Practice Proper Form
While everyone has their own “style,” there are few guidelines to follow when it comes to proper running form. First of all, make sure you hold your head high and keep your shoulders low, loose and away from your ears. Your hands should be in unclenched fists as they swing back and forth with your elbows bent at a ninety-degree angle. Stand tall, with a straight spine and try not to lift your knees too high. Your feet should hit the ground directly beneath you and land between your heel and mid-foot, before rolling forward and springing off your toes. If your steps are slapping loudly against the pavement, you’re doing it wrong; running should be springy and virtually silent.
Don’t expect to go from running amateur to 10K marathoner in one week. Building your endurance takes a lot of time, commitment and patience. Follow a plan, set goals (like running your first 5K), and don’t ever push yourself harder than your body can handle. When you’re just starting out, run in intervals with plenty of walking breaks in between (for example: run for one minute, then walk for a minute and a half, and repeat). Never up your mileage by more than ten percent each week—so if you run ten miles one week, do only eleven miles the next week, and so on. It’s also important to remember that rest days are an important part of training, and if you’re a true beginner, you shouldn’t be running more than three days a week to start.

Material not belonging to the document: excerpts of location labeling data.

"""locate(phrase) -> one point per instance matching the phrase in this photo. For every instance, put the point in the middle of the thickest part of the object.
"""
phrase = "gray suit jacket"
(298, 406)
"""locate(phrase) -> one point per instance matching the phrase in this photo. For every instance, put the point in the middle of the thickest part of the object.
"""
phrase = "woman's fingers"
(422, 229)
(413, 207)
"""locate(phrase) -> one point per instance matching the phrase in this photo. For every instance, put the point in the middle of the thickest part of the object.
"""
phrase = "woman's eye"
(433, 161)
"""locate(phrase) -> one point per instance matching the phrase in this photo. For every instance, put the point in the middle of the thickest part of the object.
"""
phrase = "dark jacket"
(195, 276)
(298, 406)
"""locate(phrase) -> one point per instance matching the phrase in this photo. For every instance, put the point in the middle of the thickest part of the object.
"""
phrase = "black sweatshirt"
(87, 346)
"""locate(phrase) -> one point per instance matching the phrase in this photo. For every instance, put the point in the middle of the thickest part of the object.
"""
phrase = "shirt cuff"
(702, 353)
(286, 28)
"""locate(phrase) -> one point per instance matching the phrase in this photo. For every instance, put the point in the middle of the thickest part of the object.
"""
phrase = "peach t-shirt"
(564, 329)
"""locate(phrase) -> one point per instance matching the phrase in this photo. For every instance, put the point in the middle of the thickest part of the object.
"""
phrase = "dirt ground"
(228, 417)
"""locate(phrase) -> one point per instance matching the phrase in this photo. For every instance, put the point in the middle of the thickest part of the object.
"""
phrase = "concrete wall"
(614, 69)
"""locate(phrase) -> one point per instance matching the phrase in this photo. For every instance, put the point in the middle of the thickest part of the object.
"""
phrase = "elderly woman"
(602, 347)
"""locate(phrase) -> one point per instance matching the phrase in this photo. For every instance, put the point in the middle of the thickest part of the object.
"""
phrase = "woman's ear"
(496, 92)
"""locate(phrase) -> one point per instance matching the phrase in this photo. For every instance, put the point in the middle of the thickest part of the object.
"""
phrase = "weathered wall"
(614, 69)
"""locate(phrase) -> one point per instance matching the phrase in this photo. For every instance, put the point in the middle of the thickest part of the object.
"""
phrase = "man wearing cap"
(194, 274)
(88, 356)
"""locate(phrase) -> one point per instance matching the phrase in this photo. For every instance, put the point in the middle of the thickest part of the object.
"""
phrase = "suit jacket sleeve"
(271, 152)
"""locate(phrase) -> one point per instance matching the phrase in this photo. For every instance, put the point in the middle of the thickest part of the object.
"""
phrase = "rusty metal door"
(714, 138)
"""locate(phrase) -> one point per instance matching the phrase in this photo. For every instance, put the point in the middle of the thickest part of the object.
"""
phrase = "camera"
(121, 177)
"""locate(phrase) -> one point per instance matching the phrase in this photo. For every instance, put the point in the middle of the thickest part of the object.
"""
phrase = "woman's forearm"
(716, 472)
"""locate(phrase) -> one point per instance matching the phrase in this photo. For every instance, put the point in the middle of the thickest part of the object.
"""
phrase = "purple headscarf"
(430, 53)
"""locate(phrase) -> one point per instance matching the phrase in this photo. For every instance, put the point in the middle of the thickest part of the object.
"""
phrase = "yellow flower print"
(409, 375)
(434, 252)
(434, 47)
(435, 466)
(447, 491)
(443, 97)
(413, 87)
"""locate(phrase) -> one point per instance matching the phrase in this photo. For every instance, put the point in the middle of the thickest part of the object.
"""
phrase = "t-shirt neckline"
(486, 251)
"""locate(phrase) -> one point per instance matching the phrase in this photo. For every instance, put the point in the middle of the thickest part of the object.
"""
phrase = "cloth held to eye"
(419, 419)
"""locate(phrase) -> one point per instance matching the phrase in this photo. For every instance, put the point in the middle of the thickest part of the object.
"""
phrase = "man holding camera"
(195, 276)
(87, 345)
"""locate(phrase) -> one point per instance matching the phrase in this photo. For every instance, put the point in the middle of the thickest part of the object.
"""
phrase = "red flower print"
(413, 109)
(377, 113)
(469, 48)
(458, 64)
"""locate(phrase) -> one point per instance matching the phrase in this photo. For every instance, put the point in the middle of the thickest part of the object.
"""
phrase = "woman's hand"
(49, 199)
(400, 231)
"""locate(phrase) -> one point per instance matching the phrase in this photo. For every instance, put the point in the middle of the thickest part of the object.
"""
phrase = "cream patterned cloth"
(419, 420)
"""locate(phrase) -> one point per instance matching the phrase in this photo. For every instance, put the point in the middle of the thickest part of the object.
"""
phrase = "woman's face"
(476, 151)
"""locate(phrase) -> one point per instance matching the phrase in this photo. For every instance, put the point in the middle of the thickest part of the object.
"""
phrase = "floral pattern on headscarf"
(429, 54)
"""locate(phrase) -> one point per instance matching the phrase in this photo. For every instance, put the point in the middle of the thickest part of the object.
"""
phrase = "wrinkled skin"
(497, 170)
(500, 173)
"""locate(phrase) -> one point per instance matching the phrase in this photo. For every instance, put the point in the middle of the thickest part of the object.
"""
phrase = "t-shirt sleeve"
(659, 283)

Because newbie runners are more prone to overuse injuries than seasoned marathoners, it’s crucial to try and prevent them. To keep aches and pains at bay, start each run with a five minute, slow-paced walk to warm up and loosen your muscles. Follow up your jog with cool-down stretches or yoga to help relieve any stiffness. On your off-days, you should do exercises that strengthen your upper body and the muscles in your legs you don’t use for running. This will help you build a stronger, more stable core. Lastly, simply listen to your body. If you’re overtraining, or upping your mileage too fast, or worse, trying to run through pain—often the early signs of an injury—you can develop anything from excruciating shin spints to debilitating stress fractures. If you ever feel a sharp ache coming on, stop, and practice R.I.C.E. (Rest, Ice, Compression and Elevation) before you get back out there.